Nezha Bidouane got some satisfaction from her victory after her surprise defeat in Seville by Cuba’s Daimi Pernia, who came from behind to beat the Moroccan at the line. Tonight it was Bidouane all the way home, as she and Deon Hemmings (JAM) came out of the final bend and into the back straight neck and neck and cleared the final hurdle with nothing between the two. But coming off the hurdle, it was Bidouane who pulled into the lead crossing the line nearly a stride ahead of Deon Hemmings, with Permia finishing in fifth place, complaining of a sharp pain in the hamstring.
"I’m very satisfied with the race," said Bidouane afterwards, ""it’s a kind of revenge for my second place in Seville.
"The Brussels Grand Prix is my favourite meeting because of the warm welcome I receive from the Moroccan people living in Belgian. It’s like one big family supporting me."
Inger Miller repeated her success in Seville, as she dominated the women’s 200m ahead of Jamaica’s Beverley McDonald and Debbie Ferguson from the Bahamas. "But it’s still difficult, you know. Seville was a hard week, a lot of runs: 100m, 200m, relays… You need some rest afterwards. But I’m still motivated to beat everyone. That includes the girls who stood on the rostrum together with me in Spain. That’s my job, you know: winning races!"
Any doubts about Bernard Barmasai’s ability in the steeplechase were rapidly dispelled this evening, as the world record holder took over the running after just the first 1000 metres and led the field for the rest of the way home, rapidly building up a lead of more than twenty metres ahead of second-placed Christopher Koskei, with Wilson Boit Kipketer in third place. Crossing the finish line in 8:03:08, his time this evening was the second best performance of the season, with only his own clocking in Monaco (7:59.98) improving on this.
In the absence of Maurice Greene, it was Seville silver medallist Bruny Surin from Canada who was first across the line in 10.04, ahead of Greene’s training partner Jon Drummond (10.08) and Kareem Streete-Thompson (CAY) 10.20.
It took just one bound of 8.40 metres for World Champion Ivan Pedroso (CUB) to win the long jump competition here. One jump, because all of the Cuban’s other attempts were fouled, but it was enough to beat Jamaica’s James Beckford’s best effort of 8.28. As Spain’s Yago Lamela learnt to his cost in Seville, when Pedroso is on form he is unbeatable.
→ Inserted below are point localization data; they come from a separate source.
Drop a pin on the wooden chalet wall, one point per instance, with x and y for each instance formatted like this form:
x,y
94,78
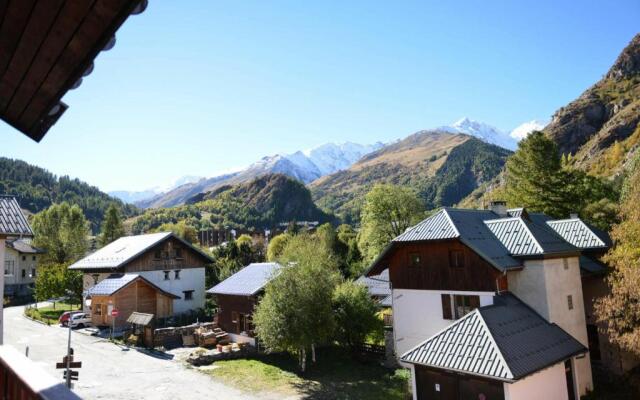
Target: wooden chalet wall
x,y
138,296
227,304
435,271
168,260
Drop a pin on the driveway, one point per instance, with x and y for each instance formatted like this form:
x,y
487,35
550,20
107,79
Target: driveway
x,y
112,372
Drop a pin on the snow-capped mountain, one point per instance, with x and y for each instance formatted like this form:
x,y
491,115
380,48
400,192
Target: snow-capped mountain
x,y
304,166
482,131
522,130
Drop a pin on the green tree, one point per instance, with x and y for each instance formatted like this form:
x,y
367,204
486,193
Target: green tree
x,y
111,228
355,313
181,229
387,212
276,246
296,313
61,230
620,310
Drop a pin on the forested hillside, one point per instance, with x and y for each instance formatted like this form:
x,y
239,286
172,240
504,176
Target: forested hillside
x,y
442,167
36,188
260,203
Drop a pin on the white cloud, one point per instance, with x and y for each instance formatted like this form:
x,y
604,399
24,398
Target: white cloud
x,y
521,131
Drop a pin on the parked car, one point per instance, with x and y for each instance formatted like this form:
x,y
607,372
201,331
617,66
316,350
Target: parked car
x,y
64,317
80,320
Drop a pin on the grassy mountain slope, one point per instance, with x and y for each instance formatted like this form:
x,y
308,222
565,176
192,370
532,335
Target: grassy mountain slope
x,y
37,188
443,167
261,203
601,128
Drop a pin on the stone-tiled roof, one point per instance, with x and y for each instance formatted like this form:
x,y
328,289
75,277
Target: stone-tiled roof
x,y
505,341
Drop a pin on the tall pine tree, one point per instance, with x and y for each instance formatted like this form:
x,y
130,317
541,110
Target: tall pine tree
x,y
112,227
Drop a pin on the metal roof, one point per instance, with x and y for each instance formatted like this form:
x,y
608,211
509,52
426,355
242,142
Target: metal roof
x,y
137,318
23,246
115,282
12,220
436,227
248,281
378,285
121,251
505,341
576,232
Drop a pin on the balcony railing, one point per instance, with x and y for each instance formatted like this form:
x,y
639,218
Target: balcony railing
x,y
22,379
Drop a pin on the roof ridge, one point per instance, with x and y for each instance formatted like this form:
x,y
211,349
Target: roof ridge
x,y
495,344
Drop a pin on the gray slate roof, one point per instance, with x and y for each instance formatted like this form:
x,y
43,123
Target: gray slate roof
x,y
378,285
248,281
579,234
116,282
121,251
505,341
23,246
12,220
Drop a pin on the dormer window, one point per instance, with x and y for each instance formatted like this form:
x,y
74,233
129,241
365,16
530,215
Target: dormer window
x,y
456,259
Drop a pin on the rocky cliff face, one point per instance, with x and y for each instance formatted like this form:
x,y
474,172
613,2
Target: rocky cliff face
x,y
605,113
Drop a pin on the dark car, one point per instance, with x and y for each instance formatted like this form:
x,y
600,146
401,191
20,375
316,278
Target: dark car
x,y
64,317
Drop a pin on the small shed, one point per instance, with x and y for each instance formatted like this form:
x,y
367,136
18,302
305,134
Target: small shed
x,y
128,294
142,327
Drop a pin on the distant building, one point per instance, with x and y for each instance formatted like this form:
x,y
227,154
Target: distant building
x,y
20,267
151,269
237,297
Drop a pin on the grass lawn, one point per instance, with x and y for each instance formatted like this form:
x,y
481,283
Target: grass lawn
x,y
50,314
336,375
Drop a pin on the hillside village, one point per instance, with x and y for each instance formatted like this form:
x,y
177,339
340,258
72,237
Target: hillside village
x,y
457,262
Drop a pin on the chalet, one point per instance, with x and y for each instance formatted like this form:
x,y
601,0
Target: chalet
x,y
13,224
20,267
490,303
237,297
135,271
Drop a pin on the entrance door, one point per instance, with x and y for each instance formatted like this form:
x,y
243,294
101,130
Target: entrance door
x,y
432,385
568,370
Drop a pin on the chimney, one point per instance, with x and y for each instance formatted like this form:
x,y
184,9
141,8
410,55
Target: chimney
x,y
499,207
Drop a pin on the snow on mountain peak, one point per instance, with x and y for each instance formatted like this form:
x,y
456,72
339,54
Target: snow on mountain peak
x,y
482,131
522,130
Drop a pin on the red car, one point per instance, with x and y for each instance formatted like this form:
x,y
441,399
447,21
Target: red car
x,y
64,317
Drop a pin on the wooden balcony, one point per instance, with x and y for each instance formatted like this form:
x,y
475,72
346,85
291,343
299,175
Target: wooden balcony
x,y
22,379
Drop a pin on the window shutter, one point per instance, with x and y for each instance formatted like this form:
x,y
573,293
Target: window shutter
x,y
446,306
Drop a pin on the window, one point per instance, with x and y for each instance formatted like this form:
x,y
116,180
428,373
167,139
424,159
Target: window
x,y
414,260
456,258
463,305
9,267
446,306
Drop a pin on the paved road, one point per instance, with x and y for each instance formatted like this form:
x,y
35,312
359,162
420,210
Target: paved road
x,y
110,372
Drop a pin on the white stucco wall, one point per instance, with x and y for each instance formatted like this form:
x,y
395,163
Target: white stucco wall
x,y
417,315
548,384
190,279
545,286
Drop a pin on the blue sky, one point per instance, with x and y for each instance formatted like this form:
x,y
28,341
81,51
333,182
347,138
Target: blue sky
x,y
201,87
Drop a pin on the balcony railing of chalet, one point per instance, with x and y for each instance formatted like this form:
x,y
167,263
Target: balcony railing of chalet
x,y
22,379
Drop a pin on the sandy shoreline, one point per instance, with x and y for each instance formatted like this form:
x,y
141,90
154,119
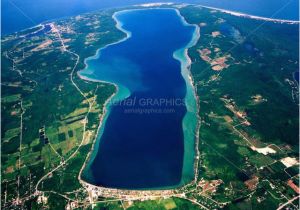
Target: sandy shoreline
x,y
186,64
105,110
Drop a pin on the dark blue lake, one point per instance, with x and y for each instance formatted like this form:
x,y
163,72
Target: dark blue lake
x,y
142,142
21,14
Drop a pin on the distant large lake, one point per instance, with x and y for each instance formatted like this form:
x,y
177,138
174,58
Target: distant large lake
x,y
21,14
142,144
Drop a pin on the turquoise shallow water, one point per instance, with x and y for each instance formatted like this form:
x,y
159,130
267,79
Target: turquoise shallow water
x,y
147,139
13,18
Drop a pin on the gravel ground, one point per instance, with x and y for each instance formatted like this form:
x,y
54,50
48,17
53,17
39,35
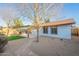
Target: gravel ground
x,y
47,46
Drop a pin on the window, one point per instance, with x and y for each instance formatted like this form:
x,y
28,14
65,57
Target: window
x,y
53,30
45,30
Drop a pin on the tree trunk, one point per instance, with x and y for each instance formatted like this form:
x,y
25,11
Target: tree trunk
x,y
28,35
37,35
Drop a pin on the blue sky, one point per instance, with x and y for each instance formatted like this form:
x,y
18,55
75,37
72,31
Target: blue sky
x,y
69,11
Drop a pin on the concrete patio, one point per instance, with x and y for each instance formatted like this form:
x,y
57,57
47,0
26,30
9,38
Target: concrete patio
x,y
47,46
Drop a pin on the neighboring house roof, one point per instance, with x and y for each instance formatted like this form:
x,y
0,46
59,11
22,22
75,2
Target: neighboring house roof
x,y
60,23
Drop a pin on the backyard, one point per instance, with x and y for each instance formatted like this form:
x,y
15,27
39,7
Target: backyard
x,y
14,37
47,46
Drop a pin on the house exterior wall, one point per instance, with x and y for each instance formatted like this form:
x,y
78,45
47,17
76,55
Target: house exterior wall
x,y
63,32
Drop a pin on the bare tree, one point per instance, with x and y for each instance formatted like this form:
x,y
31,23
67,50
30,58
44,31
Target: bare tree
x,y
39,13
8,15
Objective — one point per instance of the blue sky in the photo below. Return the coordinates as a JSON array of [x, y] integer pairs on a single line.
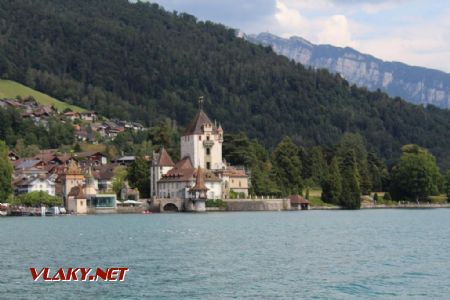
[[416, 32]]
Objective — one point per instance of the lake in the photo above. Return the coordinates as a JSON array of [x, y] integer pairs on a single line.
[[255, 255]]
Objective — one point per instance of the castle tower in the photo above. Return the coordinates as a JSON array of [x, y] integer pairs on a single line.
[[90, 188], [202, 143], [198, 192]]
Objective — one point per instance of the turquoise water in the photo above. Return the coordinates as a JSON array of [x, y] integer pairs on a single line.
[[260, 255]]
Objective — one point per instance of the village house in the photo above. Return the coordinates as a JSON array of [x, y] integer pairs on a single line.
[[72, 115], [81, 193], [37, 183], [89, 116]]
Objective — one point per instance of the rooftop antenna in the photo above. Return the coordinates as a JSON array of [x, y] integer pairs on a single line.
[[201, 100]]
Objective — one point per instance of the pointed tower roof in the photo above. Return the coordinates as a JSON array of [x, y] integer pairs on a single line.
[[199, 181], [164, 158], [195, 127], [77, 192]]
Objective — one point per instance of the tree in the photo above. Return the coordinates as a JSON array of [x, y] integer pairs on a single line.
[[287, 167], [351, 193], [139, 176], [6, 171], [318, 165], [332, 183], [37, 198], [77, 147], [118, 182], [355, 142], [447, 185], [416, 175]]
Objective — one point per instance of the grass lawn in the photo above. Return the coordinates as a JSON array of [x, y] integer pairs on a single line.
[[316, 201], [11, 89]]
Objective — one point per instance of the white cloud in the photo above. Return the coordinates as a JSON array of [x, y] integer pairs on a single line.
[[336, 31]]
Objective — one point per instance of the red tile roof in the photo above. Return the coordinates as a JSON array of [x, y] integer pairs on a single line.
[[164, 159]]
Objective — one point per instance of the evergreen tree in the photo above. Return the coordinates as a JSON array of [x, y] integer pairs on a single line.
[[365, 179], [287, 167], [332, 183], [351, 192], [447, 185], [6, 171], [318, 165], [416, 175], [139, 176]]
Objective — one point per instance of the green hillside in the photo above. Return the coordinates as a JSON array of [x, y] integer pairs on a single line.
[[11, 89], [136, 61]]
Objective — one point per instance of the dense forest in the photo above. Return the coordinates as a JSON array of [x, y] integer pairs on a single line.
[[140, 62]]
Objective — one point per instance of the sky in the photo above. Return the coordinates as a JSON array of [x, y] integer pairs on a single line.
[[416, 32]]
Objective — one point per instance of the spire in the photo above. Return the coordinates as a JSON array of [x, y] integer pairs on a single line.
[[195, 127], [201, 100], [89, 177]]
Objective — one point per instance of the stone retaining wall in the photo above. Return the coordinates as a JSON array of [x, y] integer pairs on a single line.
[[258, 205]]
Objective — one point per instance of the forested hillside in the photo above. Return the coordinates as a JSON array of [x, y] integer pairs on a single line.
[[137, 61]]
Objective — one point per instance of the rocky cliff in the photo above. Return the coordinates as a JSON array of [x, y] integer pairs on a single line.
[[415, 84]]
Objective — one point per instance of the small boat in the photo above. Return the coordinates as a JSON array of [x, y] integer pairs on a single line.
[[3, 210]]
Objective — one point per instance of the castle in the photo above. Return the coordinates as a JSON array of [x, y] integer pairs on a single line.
[[201, 174]]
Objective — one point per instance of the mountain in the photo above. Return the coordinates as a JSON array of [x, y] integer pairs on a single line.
[[415, 84], [136, 61], [11, 89]]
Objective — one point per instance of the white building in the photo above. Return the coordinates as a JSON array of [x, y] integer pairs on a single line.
[[33, 184], [201, 152], [202, 143], [177, 182]]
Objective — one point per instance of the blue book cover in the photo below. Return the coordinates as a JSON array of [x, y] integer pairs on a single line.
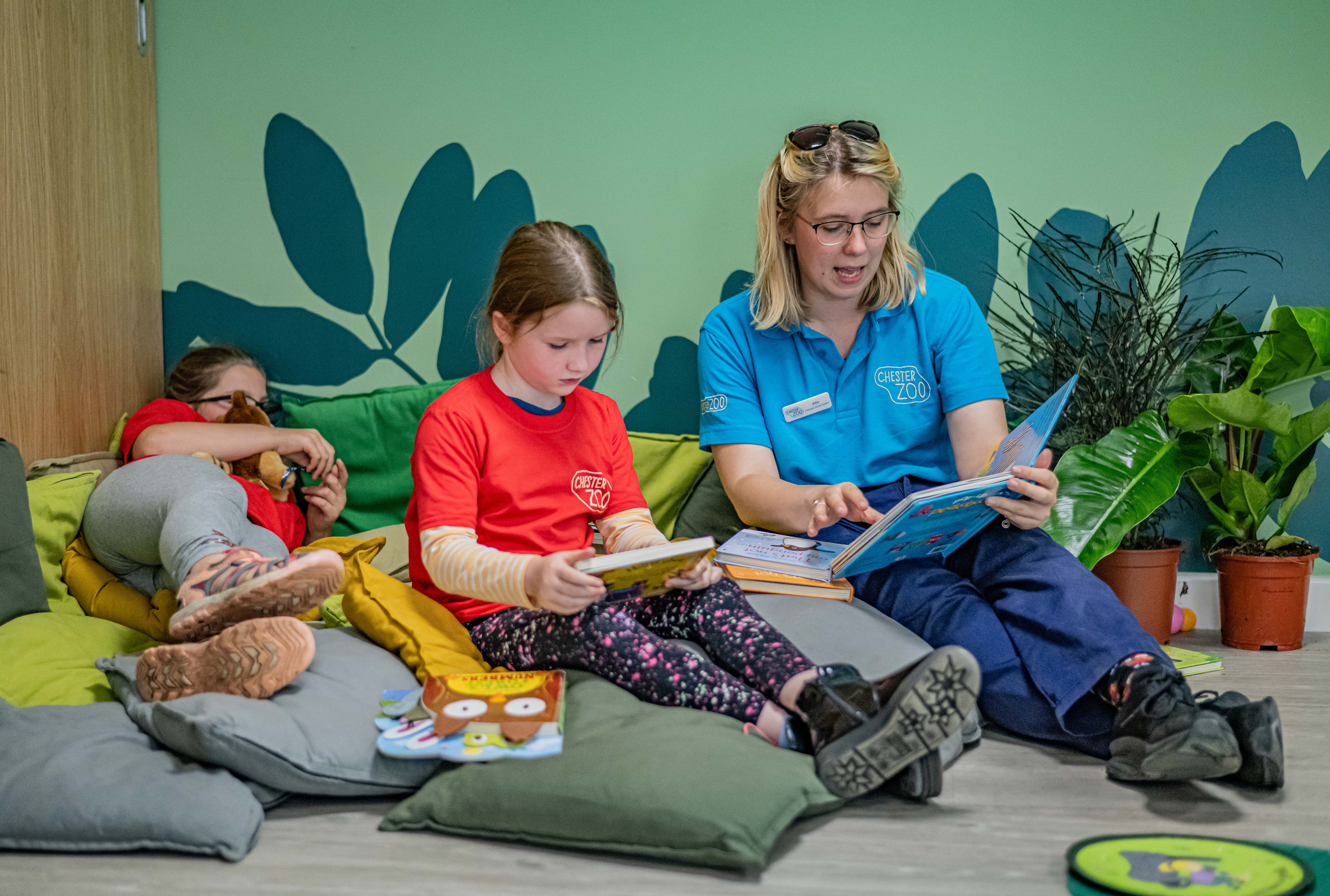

In the women’s high jump, Kajsa Bergqvist (SWE) won on count back with a clearance of 1.97, with young South African revelation Hestrie Storbeck-Cloete taking second place with the same height. Seville gold medallist Inga Babakova cleared 1.95 for third place.
Jeff Hartwig (USA) compensated for his disqualification in Seville (for being timed out) by winning the pole vault here with a new meeting record of 5.95. Danny Ecker of Germany took joint second place with World Champion Maksim Tarasov, both athletes clearing 5.90m.
The final leg of the IAAF Golden League takes place in Berlin on 7 September and will be followed by the IAAF Grand Prix Final in Munich on 11 February, with over 3 Million Dollars in prize money for the winners of the overall and individual Grand Prix events in the Final.